All these that happened forty years ago, are clearly etched in her mind. Not forgotten was also the fact that I cried on my first day at school.
That Mak’s memories can be selective is undeniable. Sitting at the dinner table with her one afternoon, she fretted about going home to the house that Pak built for her in Alor Setar. A subject she brings up on a daily basis.
“I am not well,” she had said. “I want to go home.”
“If you are not well, why go home as there’s no one to look after you there,” I reminded her.
“You can look after me,” she said looking straight into my eyes.
“I have some work to finish here,” I pleaded.
“When you were small and not well, I looked after you,” she countered my plea, hitting me where it really hurt. That was the only time she tried this emotional blackmail.
I had no answer to that and when none of us had answers for her frequent requests to go home to the house that Pak built for her, we resort to lying, an art that had been perfected over the years. Exploiting her failing memory, we had to tell her that she had just returned from the place where she thinks her chickens and duck run free in the compound which once had colourful bougainvilleas and orchids of different species.
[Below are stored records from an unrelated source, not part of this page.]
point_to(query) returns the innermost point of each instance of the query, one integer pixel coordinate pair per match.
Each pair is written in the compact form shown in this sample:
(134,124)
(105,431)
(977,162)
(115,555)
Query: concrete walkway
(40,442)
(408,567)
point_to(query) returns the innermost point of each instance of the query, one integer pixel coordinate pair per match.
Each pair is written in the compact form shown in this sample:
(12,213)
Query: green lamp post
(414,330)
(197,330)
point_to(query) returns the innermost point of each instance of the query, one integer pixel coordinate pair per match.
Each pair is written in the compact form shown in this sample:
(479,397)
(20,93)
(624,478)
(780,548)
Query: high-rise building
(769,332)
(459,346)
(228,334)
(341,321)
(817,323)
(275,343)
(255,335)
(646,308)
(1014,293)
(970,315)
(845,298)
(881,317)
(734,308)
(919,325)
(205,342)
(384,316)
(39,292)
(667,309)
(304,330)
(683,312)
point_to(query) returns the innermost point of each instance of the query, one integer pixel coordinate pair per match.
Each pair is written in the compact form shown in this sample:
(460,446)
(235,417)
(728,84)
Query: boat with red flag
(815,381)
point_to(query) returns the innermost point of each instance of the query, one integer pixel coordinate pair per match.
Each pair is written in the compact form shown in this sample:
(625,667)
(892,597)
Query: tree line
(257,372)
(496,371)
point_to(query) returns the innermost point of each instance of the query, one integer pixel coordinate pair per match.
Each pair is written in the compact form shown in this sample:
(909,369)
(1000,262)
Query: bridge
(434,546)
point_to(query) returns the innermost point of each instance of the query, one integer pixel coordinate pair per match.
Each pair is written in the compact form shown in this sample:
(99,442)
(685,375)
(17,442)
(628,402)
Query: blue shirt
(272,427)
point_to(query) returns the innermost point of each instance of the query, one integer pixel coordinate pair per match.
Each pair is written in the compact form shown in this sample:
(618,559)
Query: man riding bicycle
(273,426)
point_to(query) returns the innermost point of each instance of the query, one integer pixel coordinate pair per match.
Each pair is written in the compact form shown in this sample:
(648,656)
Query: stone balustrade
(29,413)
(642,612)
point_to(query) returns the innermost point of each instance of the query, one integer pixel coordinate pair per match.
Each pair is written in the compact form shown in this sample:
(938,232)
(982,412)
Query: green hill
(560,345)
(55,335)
She wants to be there when passers-by stop and admire her flowers.
Although trips back to the old house have been frequent, she is now too frail to make the journey. A drive back, even with many stops, would tire her. Even the short flight back would take its toll on her health.
So, a small garden with plants from her precious plot is recreated in each of her offsprings house in Bangi and Kajang to make her feel at home. She’d be satisfied for a while and then she’d ask again, taking out her old bag to pack and repack her clothes.
All these reports are relayed to me eight thousand miles away via sms, skype and chats and these would nag at my conscience until I buy that flight ticket back. And until that happens, I pray that if Mak’s failing memory made her forget everything else, she would still remember her daughter who used to cling on to her kebaya sleeves, the one she waited for patiently after school on the old iron swing outside the house that Pak built, and the one she sang syaers and pantuns to when she was small. For all the distance that divides us, Mak is forever in my mind.